- Egyptian name:
| mr | i | i | A51 |
- Predecessor: Hat
- Successor: Wenennefer
- Dynasty: 19th Dynasty
- Pharaoh: Sety I, Ramesses II
- Spouse: Maianuy
- Father: Hat
- Mother: Iuy
- Children: Wenennefer, Prehotep I

= Mery (High Priest of Osiris) =

Mery was an ancient Egyptian High Priest of Osiris at Abydos, during the reign of pharaoh Sety I and Ramesses II of the 19th Dynasty.

==Biography==
Mery was the son of the High Priest of Osiris Hat. Mery succeeded his father in the role of High Priest of Osiris during the reign of Sety I, and continued in office for the first decade of the reign of Ramesses II. Mery's wife Maianuy was the daughter of the High Priest of Osiris To (also written as Tjay) who had preceded Hat in office.

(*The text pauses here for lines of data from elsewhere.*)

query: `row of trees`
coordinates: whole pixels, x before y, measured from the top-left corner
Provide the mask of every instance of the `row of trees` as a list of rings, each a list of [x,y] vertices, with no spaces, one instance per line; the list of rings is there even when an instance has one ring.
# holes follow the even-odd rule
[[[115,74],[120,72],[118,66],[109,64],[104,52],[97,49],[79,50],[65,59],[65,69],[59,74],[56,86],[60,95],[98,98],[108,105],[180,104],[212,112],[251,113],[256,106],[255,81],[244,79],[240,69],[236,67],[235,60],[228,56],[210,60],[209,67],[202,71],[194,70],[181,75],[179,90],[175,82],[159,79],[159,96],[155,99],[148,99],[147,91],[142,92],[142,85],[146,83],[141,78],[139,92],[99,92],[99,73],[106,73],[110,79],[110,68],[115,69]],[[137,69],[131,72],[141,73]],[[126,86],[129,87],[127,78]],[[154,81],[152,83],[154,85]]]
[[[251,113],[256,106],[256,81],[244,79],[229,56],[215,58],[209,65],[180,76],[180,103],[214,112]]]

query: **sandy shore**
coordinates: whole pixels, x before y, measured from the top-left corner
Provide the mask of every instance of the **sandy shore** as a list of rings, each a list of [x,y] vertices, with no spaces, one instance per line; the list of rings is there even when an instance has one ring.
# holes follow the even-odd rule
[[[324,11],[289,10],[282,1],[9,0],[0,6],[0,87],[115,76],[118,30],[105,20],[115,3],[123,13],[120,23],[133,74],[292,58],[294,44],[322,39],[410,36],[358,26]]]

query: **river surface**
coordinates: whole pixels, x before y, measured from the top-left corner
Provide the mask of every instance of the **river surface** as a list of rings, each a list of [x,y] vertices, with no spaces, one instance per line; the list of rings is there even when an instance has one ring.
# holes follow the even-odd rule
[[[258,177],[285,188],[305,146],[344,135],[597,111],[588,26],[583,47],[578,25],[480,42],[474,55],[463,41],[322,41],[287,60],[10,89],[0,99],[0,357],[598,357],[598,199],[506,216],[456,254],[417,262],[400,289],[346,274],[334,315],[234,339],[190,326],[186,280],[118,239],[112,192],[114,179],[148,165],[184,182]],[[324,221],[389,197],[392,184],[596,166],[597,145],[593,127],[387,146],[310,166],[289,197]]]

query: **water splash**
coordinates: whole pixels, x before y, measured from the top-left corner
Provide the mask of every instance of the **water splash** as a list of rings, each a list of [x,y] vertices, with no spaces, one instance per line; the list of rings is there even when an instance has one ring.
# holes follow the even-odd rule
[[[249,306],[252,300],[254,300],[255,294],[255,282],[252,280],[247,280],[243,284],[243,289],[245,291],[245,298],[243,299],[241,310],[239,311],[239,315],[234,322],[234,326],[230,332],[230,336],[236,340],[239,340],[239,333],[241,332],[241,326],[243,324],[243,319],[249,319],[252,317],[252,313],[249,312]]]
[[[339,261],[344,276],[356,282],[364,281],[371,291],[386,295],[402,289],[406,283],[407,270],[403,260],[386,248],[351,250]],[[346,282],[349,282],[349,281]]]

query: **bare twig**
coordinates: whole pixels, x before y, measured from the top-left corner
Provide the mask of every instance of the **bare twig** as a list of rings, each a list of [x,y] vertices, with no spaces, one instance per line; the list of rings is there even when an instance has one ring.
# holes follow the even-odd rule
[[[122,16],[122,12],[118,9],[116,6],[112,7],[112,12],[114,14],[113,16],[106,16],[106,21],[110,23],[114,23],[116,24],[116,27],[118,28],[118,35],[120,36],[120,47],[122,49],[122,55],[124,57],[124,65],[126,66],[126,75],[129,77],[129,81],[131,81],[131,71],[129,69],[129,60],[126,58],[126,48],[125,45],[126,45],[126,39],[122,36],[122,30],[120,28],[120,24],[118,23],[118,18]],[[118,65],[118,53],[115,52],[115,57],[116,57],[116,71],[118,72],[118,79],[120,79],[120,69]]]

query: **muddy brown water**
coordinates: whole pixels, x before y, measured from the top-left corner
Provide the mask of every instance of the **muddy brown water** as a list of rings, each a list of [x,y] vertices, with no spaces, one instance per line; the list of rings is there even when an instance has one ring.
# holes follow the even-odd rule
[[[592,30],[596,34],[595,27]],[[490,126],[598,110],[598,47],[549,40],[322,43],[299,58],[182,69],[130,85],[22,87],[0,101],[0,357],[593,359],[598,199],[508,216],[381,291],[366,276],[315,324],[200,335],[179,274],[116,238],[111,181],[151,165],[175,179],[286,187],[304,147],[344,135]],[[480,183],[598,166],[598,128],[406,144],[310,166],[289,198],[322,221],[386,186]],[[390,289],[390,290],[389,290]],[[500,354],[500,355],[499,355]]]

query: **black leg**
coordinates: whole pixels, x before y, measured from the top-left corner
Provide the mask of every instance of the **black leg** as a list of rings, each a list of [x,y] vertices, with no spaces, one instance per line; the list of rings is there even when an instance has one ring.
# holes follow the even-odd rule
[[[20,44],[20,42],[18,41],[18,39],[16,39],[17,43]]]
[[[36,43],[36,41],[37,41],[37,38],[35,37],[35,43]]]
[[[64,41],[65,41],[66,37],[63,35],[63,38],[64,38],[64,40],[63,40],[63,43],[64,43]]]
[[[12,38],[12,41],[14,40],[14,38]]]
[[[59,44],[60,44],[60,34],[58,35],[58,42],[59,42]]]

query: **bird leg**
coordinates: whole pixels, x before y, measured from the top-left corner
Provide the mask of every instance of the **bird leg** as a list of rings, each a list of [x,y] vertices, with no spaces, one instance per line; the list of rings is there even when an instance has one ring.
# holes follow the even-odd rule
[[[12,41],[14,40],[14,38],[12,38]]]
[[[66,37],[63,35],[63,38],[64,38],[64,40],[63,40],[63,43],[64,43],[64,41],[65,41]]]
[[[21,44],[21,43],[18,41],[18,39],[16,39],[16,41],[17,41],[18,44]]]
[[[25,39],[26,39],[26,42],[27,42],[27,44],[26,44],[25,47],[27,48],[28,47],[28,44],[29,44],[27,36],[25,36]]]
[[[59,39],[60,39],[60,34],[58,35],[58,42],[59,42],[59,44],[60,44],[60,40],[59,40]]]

Mery is known from several monuments shared with his son. A double statue of Wenennefer and his father Mery (Cairo JdE 35257) depicts both Mery and his son Wenennefer. The text on the statue identifies Mery as the son of the High Priest of Osiris Hat and his wife Iuy.

A family monument from Abydos (Cairo Museum JdE 35258) belonging to Wenennefer shows his father Mery holding two standards. The name of Ramesses II appears throughout the scenes.

A fragments from Wenennefer's tomb chapel Abydos contains text mentioning his parents Mery and Wiay, and his wife Tiy.